Don’t let companies divide the pool
Letter to the Eugene Register Guard 7-11-15
by Marc Shapiro, Eugene
Fifteen Oregon insurance plans for the individual and small group market have submitted premium rate requests ranging from a 1.9 percent decrease to a 52 percent increase. It’s clear the intent of the Affordable Care Act has been lost amid most insurance companies’ attempts to maximize their profits.
The underlying question as to whether the federal government had the authority to require people to buy health care insurance from private companies was resolved by the U.S. Supreme Court, which sided with the Obama administration.
The significance of that ruling hinged on insurance industry claims that if the pool of insured people wasn’t expanded to include “everybody,” it wouldn’t be economically feasible to comply with many of the ACA’s requirements — including covering people with pre-existing conditions, removing annual and lifetime coverage caps and allowing children to stay on their parents’ policies through age 26.
Now we’re finding that instead of pooling their customers, the insurance companies are separating them so they can unjustifiably raise premiums for certain segments of the pool.
To properly evaluate the requested rate increases, the state Insurance Division should require the insurance companies to combine all their insured into a single pool before deciding on the validity of the proposed increases.
Health Care Study for Our Future
Letter to the Eugene Register Guard by Lou Sinniger, Elmira
Also submitted to the Eugene Weekly by Marc Shapiro, Eugene
July 24, 2015
On July 6th, the legislature passed HB2828, which was signed by Governor Brown on July 22. This bill is one of the most important bills to pass the legislature in this session.
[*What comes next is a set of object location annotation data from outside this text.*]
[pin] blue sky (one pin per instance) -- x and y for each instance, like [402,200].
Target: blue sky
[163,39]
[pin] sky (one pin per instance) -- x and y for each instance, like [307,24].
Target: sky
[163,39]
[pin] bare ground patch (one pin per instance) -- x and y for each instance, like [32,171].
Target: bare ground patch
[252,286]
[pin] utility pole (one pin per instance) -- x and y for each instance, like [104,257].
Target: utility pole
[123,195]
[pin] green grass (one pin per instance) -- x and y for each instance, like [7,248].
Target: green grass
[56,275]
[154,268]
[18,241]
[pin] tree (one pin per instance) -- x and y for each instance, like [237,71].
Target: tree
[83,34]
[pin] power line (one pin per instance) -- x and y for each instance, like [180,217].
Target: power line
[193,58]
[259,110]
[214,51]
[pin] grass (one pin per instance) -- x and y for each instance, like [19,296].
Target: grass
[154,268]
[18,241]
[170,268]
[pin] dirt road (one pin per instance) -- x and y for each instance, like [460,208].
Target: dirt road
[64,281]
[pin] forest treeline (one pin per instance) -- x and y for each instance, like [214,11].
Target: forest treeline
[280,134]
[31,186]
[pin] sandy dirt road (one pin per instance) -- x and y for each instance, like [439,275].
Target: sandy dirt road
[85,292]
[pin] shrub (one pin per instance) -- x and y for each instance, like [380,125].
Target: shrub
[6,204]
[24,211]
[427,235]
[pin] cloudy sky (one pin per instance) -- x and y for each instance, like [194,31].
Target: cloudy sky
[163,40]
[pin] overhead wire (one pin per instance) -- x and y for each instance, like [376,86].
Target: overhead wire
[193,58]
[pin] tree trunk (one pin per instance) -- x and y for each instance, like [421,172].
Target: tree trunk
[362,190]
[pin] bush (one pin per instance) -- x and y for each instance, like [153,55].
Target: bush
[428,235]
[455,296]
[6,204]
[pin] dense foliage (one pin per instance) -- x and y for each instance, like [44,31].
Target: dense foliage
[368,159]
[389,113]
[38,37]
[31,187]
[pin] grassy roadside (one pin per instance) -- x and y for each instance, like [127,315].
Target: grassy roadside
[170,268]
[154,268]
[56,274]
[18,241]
Among other things, it will provide the legislature and the public a solid economical basis to make decisions regarding health care in the future.
It will fund a study to determine the most effective and economical way to finance health care services for all of Oregon's residents. The implementation of the results of the study will have the potential to be transformative. It could end the economic and emotional terror that is associated with needing health care that is unaffordable.
Health Care related bankruptcies in Oregon could become a thing of the past, and implementation in Oregon could lead to change nationally.
Oregon has implemented many innovative health care programs, but the splintered non-comprehensive approach, seems to continually leave the end product, universal comprehensive health care services for all residents, out of reach.
This passage of this bill is a major step toward making this long sought-after care a reality in Oregon.